Quale sofferenza più grande, Signore, più acuta ancora dei chiodi nelle tue mani, più acuta perfino della vista che di lassù, dalla Croce, avrai avuto di un mondo e di una storia che sarebbero sembrati scorrere come se nulla fosse cambiato al tuo passaggio quale sofferenza più acuta del sospetto che la tua umanità può aver avuto, di essere, abbandonato dal Padre in braccio alla più abissale solitudine?
Ciascuno di noi. Signore, ha provato, un po' come Te, il dramma della solitudine e dell'abbandono: quel momento tragico in cui avverti il vuoto attorno a Te e ti sembra di essere l'unica persona sulla faccia della terra.

Quel momento in cui avverti forse anche i rumori e gli spintoni della folla, ma tu non sei niente per nessuno, e tutti ti passano accanto come se tu assolutamente non esistessi.
In quel momento ti assale la trafiggente tentazione di desiderare di non essere mai nato. Perché se nessuno si accorge di te vuoi dire che neppure tu hai qualche ragione per essere contento di vivere! E in quel momento drammatico dell'abbandono in braccio alla solitudine, la paura sana che abita in fondo al tuo cuore lancia un urlo di soccorso, un'invocazione d'aiuto, forse prima alla mamma, poi al figlio, poi al coniuge. E se nessuno risponde, una forza prepotente e misteriosa urla verso Qualcuno che ci deve assolutamente essere. Altrimenti la vita giocherebbe come il topo con il gatto, che si diverte a lasciargli qualche possibilità, per gustarlo poi più tremante fra le zanne.

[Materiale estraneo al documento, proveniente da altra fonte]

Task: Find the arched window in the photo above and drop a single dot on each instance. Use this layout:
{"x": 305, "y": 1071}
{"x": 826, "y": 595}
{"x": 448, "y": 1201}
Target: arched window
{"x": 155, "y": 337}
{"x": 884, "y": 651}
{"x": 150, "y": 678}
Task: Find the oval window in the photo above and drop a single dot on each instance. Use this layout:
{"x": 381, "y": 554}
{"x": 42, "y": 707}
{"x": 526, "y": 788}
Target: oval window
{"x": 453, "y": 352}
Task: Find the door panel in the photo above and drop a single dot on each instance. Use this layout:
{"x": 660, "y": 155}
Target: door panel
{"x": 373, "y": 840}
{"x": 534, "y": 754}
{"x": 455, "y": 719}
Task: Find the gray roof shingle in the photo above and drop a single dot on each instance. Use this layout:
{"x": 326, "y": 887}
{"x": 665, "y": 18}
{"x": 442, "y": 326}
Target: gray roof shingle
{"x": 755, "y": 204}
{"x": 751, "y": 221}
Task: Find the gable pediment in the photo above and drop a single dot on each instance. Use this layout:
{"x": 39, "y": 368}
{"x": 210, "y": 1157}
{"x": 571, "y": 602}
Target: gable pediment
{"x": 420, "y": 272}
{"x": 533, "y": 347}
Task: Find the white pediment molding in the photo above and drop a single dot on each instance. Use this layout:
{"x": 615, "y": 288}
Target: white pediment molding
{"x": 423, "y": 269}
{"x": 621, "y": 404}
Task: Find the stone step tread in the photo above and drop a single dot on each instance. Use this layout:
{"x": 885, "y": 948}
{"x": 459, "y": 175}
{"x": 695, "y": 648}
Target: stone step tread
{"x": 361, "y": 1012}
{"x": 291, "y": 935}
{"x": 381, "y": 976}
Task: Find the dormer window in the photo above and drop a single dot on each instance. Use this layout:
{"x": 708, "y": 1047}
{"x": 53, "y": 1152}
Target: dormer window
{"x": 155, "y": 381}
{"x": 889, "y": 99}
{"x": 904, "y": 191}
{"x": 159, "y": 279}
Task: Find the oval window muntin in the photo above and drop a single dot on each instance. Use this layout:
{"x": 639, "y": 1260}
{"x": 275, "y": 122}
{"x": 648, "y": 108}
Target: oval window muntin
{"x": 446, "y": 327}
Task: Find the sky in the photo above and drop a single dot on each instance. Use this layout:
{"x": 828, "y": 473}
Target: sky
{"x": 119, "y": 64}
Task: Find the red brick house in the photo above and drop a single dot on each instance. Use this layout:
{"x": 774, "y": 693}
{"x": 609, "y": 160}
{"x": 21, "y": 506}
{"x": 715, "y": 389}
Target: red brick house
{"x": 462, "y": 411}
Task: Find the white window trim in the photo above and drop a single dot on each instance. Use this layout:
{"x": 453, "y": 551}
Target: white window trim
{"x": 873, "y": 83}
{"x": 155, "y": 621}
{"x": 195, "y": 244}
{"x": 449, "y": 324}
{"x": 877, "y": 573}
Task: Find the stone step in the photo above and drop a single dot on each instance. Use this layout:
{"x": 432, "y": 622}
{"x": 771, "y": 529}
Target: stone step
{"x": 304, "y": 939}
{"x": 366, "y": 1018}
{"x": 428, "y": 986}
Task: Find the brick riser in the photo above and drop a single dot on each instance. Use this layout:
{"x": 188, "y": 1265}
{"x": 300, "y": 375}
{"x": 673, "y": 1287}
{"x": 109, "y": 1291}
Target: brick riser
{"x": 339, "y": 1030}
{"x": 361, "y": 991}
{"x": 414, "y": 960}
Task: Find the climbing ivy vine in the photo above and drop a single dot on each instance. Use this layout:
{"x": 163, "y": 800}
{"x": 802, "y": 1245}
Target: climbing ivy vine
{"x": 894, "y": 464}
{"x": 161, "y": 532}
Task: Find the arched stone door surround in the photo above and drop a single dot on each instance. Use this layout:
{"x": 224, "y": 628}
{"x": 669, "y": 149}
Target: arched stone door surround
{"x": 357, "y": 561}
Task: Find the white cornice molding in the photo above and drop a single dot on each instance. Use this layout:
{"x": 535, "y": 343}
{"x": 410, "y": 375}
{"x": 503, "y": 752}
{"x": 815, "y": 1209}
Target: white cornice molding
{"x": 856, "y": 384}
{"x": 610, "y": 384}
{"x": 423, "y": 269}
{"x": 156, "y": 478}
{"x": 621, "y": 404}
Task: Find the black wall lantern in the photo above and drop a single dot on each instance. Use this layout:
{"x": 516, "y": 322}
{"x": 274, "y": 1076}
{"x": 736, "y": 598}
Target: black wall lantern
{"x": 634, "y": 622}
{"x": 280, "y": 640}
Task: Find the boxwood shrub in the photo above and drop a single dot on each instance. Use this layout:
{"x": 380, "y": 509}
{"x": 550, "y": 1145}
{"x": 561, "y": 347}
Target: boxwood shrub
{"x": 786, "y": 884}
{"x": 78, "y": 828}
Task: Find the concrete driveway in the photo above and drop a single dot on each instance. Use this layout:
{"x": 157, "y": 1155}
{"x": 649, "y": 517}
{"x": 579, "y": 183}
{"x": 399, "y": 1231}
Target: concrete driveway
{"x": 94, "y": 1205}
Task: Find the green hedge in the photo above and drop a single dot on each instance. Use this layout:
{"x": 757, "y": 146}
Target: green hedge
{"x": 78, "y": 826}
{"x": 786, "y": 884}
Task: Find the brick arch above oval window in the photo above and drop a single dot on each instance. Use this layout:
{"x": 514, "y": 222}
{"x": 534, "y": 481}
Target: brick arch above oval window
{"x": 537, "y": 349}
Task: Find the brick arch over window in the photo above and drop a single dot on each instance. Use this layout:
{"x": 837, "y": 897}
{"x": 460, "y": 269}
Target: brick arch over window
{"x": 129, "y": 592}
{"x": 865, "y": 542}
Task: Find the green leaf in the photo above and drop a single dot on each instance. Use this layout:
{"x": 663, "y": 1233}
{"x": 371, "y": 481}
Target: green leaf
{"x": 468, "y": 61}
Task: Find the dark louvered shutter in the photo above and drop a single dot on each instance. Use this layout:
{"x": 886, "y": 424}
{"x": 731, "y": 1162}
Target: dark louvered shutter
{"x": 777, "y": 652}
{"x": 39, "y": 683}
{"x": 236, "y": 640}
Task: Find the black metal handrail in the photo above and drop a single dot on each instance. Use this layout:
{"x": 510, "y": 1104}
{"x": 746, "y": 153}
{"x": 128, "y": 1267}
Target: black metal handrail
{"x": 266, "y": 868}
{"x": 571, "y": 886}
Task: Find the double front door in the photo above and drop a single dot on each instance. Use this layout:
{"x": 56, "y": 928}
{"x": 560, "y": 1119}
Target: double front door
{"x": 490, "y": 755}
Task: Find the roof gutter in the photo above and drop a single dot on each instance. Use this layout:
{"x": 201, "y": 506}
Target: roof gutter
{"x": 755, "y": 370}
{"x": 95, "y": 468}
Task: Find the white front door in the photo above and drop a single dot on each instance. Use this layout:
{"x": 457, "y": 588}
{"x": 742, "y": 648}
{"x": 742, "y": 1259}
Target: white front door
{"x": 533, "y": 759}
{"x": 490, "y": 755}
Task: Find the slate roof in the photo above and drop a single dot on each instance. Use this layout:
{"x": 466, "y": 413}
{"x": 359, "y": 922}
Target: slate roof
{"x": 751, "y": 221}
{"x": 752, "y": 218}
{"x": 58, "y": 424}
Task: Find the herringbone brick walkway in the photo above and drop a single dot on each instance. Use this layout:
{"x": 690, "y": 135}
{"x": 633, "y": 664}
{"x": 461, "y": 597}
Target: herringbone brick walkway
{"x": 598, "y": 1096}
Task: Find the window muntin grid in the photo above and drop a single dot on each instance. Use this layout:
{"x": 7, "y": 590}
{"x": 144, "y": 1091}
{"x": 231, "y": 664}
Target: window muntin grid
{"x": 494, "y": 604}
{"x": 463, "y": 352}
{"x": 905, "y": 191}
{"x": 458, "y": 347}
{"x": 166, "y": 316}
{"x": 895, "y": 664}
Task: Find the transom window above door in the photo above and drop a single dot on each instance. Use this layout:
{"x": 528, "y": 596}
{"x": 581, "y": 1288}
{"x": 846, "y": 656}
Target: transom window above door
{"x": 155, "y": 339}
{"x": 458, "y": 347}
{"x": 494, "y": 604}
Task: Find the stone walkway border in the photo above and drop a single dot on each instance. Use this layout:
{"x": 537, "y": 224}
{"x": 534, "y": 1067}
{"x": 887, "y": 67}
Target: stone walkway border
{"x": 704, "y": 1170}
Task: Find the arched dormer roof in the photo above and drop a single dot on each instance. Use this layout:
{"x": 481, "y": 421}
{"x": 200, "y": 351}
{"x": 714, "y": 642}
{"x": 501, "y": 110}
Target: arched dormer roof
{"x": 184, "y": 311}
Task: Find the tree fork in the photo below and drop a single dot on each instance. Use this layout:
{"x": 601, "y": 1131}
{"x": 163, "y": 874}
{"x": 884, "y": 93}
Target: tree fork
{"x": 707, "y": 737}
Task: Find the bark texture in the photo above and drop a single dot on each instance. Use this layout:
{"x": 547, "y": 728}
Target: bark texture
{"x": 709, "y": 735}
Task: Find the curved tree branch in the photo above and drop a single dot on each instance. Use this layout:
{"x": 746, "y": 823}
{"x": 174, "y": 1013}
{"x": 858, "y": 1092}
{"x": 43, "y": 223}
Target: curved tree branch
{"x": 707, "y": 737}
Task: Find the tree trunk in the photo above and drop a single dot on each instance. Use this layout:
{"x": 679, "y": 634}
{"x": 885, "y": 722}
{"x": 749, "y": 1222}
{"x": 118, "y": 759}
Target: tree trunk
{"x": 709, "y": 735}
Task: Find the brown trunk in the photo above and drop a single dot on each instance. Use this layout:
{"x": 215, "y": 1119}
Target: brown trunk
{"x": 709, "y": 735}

E' il momento dell'abbandono più totale, oscuro, drammatico, lancinante. Tu l'hai provato, Signore, là dove lo prova ciascuno di noi: in punto di morte?
In quell'attimo supremo, accatastato in un angolo dietro il paravento di una corsia d'ospedale, o attorniato dai figli abbraccianti in lacrime, in ogni caso, ciascuno di noi si avverte irrimediabilmente solo e abbandonato: nessuno, per quanto mi ami e lo desideri, assolutamente nessuno può tenermi per mano in quell'ultimo passo. Ciascuno di noi nasce e muore da solo, e in qualche misura vive da solo.
E se in quell'istante alla nostra invocazione di aiuto, in quel gesto tanto debole ma pur tanto giustificato e ragionevole, se in quel momento sentissimo soltanto l'eco straziante del nostro urlo solitario, ecco che allora non potremmo immaginare disperazione più abissale per il nostro cuore!
Ma è da questa solitudine esistenziale profonda che noi lanciamo l'urlo ad una compagnia che ci deve essere: la compagnia di Dio. "Se mi hai voluto, ora che anche mia madre deve abbandonarmi, adesso non mi puoi abbandonare anche Tu!"